A caffe implementation of MobileNet-SSD detection network, with pretrained weights on VOC0712 and mAP=0.727.
- Download SSD source code and compile (follow the SSD README).
- Download the pretrained deploy weights from the link above.
- Put all the files in SSD_HOME/examples/
- Run demo.py to show the detection result.
- You can run merge_bn.py to generate a no bn model, it will be much faster.
Create LMDB for your own dataset
- Place the Images directory and Labels directory into same directory. (Each image in Images folder should have a unique label file in Labels folder with same name)
- Modify the labelmap.prototxt file according to your classes.
- Modify the paths and directories in create_list.sh and create_data.sh as specified in same file in comments.
bash create_list.sh, which will create trainval.txt, test.txt and test_name_size.txt
bash create_data.sh, which will generate the LMDB in Dataset directory.
- Delete trainval.txt, test.txt, test_name_size.txt before creation of next LMDB.
- LMDB Creation part is taken from https://github.com/jinfagang/kitti-ssd
Train your own dataset
- Convert your own dataset to lmdb database (follow the SSD README), and create symlinks to current directory.
ln -s PATH_TO_YOUR_TRAIN_LMDB trainval_lmdb ln -s PATH_TO_YOUR_TEST_LMDB test_lmdb
- Create the labelmap.prototxt file and put it into current directory.
- Use gen_model.sh to generate your own training prototxt.
- Download the training weights from the link above, and run train.sh, after about 30000 iterations, the loss should be 1.5 - 2.5.
- Run test.sh to evaluate the result.
- Run merge_bn.py to generate your own no-bn caffemodel if necessary.

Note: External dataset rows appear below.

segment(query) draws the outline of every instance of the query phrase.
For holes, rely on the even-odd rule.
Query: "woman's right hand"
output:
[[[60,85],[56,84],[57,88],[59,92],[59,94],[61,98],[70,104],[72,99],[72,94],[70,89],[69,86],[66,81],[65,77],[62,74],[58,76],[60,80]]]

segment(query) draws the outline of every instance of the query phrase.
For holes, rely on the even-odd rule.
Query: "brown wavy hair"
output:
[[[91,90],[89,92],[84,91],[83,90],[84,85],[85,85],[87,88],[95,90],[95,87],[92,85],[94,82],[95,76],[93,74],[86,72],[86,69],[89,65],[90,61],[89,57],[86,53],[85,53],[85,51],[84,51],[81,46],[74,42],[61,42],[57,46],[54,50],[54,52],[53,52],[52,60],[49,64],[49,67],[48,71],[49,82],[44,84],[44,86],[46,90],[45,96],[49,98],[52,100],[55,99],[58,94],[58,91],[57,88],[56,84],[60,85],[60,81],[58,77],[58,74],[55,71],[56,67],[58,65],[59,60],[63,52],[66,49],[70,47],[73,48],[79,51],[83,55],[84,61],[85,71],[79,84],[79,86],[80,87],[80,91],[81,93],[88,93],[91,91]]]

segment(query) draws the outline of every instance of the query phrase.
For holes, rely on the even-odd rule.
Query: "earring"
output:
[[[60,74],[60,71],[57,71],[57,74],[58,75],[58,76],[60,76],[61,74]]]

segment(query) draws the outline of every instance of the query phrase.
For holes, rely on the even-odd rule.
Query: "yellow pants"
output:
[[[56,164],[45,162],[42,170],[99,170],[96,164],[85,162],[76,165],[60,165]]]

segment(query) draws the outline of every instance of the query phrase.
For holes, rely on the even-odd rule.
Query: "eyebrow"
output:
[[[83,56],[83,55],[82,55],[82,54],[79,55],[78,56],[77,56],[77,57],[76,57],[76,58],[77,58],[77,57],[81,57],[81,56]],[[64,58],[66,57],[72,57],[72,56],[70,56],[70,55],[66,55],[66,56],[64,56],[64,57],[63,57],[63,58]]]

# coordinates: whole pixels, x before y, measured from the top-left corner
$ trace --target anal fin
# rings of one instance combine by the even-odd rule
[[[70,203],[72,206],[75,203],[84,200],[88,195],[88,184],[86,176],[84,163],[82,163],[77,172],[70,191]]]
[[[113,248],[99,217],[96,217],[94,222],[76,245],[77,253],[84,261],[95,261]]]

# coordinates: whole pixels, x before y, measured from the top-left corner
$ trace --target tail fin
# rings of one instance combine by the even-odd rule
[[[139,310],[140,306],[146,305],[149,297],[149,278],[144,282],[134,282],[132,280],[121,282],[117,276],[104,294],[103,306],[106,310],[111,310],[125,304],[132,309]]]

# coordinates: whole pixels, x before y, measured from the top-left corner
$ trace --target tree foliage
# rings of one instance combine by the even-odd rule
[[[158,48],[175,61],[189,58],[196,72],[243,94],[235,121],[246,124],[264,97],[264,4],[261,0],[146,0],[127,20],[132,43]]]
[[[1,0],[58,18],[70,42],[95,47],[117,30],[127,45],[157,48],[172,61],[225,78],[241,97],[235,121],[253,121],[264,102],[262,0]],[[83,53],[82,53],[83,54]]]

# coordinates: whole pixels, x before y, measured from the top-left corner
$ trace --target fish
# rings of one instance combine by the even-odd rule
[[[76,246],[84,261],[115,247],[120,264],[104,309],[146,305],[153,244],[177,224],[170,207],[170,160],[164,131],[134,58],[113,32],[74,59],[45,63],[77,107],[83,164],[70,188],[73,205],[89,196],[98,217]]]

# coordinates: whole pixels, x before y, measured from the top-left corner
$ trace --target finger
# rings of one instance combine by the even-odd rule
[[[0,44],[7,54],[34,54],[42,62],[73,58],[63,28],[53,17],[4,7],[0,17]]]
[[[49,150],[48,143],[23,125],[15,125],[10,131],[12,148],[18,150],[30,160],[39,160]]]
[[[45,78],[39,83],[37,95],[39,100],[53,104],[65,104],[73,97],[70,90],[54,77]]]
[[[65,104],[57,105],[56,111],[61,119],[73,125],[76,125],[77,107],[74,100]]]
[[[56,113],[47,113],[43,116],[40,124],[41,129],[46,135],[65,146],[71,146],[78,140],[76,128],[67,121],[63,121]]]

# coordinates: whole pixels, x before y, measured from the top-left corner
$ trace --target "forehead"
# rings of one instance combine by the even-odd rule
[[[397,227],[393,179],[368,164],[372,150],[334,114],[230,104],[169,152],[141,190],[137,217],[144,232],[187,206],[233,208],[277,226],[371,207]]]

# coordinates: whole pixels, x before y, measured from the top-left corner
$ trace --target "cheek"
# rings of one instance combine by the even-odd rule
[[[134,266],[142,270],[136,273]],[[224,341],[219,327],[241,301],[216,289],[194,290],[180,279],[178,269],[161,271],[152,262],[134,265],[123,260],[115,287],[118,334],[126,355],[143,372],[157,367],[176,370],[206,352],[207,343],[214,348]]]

python merge_bn.py --model example/MobileNetSSD_deploy.prototxt --weights snapshot/mobilenet_iter_xxxxxx.caffemodel
About some details
There are 2 primary differences between this model and MobileNet-SSD on tensorflow:
- ReLU6 layer is replaced by ReLU.
- For the conv11_mbox_prior layer, the anchors are [(0.2, 1.0), (0.2, 2.0), (0.2, 0.5)] vs tensorflow's [(0.1, 1.0), (0.2, 2.0), (0.2, 0.5)].
Reproduce the result
I trained this model from a MobileNet classifier(caffemodel and prototxt) converted from tensorflow. I first trained the model on MS-COCO and then fine-tuned on VOC0712. Without MS-COCO pretraining, it can only get mAP=0.68.
You can run it on Android with my another project rscnn.